Telles ne ſeront point les vûes que nous ſuivrons dans la conſtruction d’un palais. Comme l’idée que nous avons d’un Roi eſt bien inférieure à celle que nous nous formons de Dieu, un édifice deſtiné à ſon uſage devra être très-différent d’un temple. Il ne s’agit ici que de caractériſer tout à la fois & la puiſſance & l’éclat de la Royauté ; c’eſt ce que réunira un bâtiment extrêmement vaſte, afin d’annoncer au dehors la demeure d’un homme poſſeſſeur de grandes facultés, auprès duquel habite une multitude de perſonnes de tout état, qui veillent à ſa conſervation, & diſtribué de maniere que des richeſſes de tous les genres, développées avec art & ſans confuſion, étonnant les ſens, diſpoſent l’âme à un reſpect profond & à une obéiſſance exacte.

Il en ſera à peu près de même d’un hôtel, qui doit être un diminutif d’un palais, parce que les perſonnes qui y demeurent tiennent à la Royauté, ou participent à ſon pouvoir. A l’égard d’une maiſon pour un particulier, l’étendue & la ſplendeur ſeront ſacrifiées à la ſimplicité & à l’aiſance, ſymboles de la médiocrité & de la tranquillité.

Nous ne donnons ici que des vûes générales, des moyens d’échauffer l’imagination, & non des tableaux qui puiſſent l’animer ; nous ſentons combien il reſte encore de choſes à dire pour aider même cette faculté de l’ame. Il faudroit des peintures vives, des touches fortes & variées, des nuances douces & délicates ; & ce travail n’entre point dans le plan d’un Diſcours préliminaire, qui ne doit préſenter que la maſſe des objets. Mais nous ſuccombons à la tentation de crayonner les avantages de cette partie d’un édifice, qu’on appelle jardin, & qui en fait le principal ornement.

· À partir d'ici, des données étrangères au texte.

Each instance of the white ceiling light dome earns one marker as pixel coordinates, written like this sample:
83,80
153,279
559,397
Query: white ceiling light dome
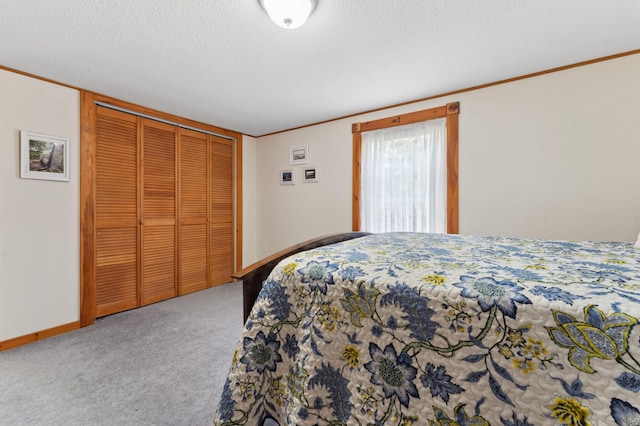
289,14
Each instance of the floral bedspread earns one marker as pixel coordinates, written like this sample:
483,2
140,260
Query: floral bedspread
406,328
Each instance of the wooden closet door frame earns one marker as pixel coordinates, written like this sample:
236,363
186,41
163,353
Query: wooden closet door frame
88,254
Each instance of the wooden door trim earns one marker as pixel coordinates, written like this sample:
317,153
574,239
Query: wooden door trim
88,255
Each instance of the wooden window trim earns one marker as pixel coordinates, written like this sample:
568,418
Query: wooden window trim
450,111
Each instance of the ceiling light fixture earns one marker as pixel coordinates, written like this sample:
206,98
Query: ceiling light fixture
289,14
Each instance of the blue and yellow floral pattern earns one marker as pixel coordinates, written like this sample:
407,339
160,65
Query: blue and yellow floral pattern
406,328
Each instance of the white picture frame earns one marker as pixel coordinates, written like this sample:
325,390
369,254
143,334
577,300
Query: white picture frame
44,157
310,174
298,154
286,177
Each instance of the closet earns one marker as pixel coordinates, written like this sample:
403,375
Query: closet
164,210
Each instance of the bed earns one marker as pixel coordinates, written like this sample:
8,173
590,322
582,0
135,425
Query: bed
409,328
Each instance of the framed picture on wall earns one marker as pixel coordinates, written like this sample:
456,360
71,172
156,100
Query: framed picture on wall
44,157
299,154
286,177
310,174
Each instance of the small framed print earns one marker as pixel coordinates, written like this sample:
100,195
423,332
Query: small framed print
44,157
299,154
286,177
310,174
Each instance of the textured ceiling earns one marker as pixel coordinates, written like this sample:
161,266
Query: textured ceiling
225,63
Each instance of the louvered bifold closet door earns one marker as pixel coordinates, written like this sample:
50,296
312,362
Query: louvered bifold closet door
194,213
222,190
158,216
116,211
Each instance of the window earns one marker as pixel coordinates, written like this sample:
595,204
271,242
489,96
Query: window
405,172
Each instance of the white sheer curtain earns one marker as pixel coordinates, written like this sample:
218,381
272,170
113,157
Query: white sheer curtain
403,178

Depuis qu’Epicure a introduit les jardins dans les villes,[1] & que ce Philoſophe voluptueux a remarqué que ce lieu étoit plus propre qu’aucun autre à procurer des penſées délicieuſes, le jardinage eſt devenu une branche conſidérable de l’Architecture. On veut jouir au milieu d’une ville des charmes de la campagne, & cet air champêtre répand une gaieté vive dans tous les appartemens d’une maiſon ſitués ſur le jardin. Pline & Caſaubon[2] nous apprennent que de leur tems on étoit déjà tant épris de ſes avantages, que les

  1. Pline, Hiſt. natur., liv. XIX. ch. 4.
  2. Pline, ibid., & Caſaubon, ad Suéton. Auguſt. ch. 72.